"Here laid to rest is our love ever longed"I've been fighting off certain thoughts and feelings lately that have been slowly making me bitter. I can't seem to turn a corner without something bringing them up again. I guess I'm the only one to blame, considering I opened the door even knowing what would happen when I did. Maybe once the inevitable unchanging makes itself known, as it always does, I'll be able to close it again. If I'm strong enough to.
This is gonna be a quicky. Well today was fucking horrible! So I had major stomach pains all night that kept me up, so I woke up late. I rushed to get ready for work and was so happy that I still had JUST enough time to get my morning coffee at the gas station. Well right after I put the sugar in it the fucking thing SPILT ALL OVER ME. So I ended up not getting coffee and went to work to find that the heat was turned off. So I was freezing my ass off all day. Not to mention I almost got taken out by a huge ass semi truck which is always fun...
ANYWAY I am sooooo glad today is almost over and tomorrow is my Friday. Right now I have some mustard chicken cooking in the oven and I'm waiting for Terence to get home. After we eat we have to major clean our place. I'm buying a treadmill for only $75 tomorrow and his friend is helping us bring it over here... meaning we'll actually be having someone inside our place. That NEVER happens lol. We're loners.
So yesterday Megan (the girl who's party I went to a few weeks ago and had to hang around that skank barbie wannabe) invited me to a "girls night". Well I am soo not the kind of person to even want any sort of night with only girls PLUS I didn't want to be put into a situation where it's just Megan, me, and Kristin (the bimbo I mentioned above). Somehow it got switched around to having a movie night at my place w/ Megan and my friend Vanessa who just moved back to AK. We'll see if it happens...

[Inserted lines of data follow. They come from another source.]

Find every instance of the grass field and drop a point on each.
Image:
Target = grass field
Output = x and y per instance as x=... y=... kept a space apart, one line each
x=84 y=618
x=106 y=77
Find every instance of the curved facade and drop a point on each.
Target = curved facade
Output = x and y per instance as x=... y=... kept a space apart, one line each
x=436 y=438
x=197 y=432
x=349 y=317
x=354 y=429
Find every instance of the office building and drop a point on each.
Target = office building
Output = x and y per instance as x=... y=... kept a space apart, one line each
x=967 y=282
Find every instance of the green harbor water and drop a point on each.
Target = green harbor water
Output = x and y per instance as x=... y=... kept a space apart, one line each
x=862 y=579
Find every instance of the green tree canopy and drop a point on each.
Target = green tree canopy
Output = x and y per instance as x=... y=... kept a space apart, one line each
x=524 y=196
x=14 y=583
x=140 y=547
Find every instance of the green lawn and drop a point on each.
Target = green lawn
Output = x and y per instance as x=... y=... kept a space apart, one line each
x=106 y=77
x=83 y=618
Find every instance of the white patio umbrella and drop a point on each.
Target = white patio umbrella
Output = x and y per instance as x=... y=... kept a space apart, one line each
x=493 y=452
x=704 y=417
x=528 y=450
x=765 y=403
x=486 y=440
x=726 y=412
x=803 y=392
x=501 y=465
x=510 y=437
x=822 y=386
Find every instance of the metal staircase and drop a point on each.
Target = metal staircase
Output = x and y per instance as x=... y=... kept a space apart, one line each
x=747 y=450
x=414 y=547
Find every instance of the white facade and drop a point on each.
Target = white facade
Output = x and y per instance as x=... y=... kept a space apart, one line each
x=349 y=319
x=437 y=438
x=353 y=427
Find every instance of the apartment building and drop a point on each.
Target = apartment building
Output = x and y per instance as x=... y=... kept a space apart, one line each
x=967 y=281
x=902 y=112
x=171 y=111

I don't know if I even mentioned that I had OCPD before but lately I've been literally obsessing about my money again. I have a problem w/ hoarding my money and getting so attached to it that when I even spend a little bit on gas or something... it's all I can think about all day. I check my bank account online at least twice a day... even if I didn't spend any money. Some people that don't understand OCPD think that I'm just being "frugal" or "spending wisely"... but it's fucking torture. It's like I can't focus on anything else and eventually obsess about it to the point of feeling sick. I think its been brought on by preparing for the winter. I have to switch over my tires, get an oil change, buy a winter jacket, work shoes, pay more towards electric, gas prices are going to sky rocket again this winter, my family wants me to fly up to visit, not to mention upcoming Holidays! Ugh! I always get so stressed over winter. It's irritating.
Anyway I'm getting off... Terence just got home :-)

So like I said last week... Terence (still) hasn't done anything for my birthday (which was last Monday). No card, no gift, no nice gesture... nothing. Like I said before, I would've been happy if he just did something... ANYTHING special for my birthday. Even just making me breakfast or straightening up the apartment or .... whatever! But I decided to kind of blow it off and just forget about it since he didn't seem like he'd make any sort of effort.
This evening I stopped by the grocery store to make us a steak dinner. I called him to see if he could pick up ketchup before I got home because they were all out. He notified me that it was his friend Anthony's birthday and he wanted to do something with him tonight to celebrate.
...
Hey girls. So today was another day off which was kinda nice. I haven't done much. I wanted to do some laundry but there's some guys working on shit in the laundry room so I'm putting it off for now. I've been awake since 7ish. Right now I'm taking a small break from trying to organize all the pictures on our computer. I actually started this project a few days ago but it's so time consuming and I'm trying to put them in different folders and everything. I'm uploading them all onto TinyPic.com or whatever and then I'll delete them all off the computer.
So in other news I decided to re-add one of my exes to my Myspace. It's hard to explain because... even though he's manipulating, a huge jerk, Terence hates him and all that shit.. I still want to be in contact with him some way or another. So I chose the most insignificant way to do that lol... MYSPACE!
Anywaaay back to pictures.... have a good Monday.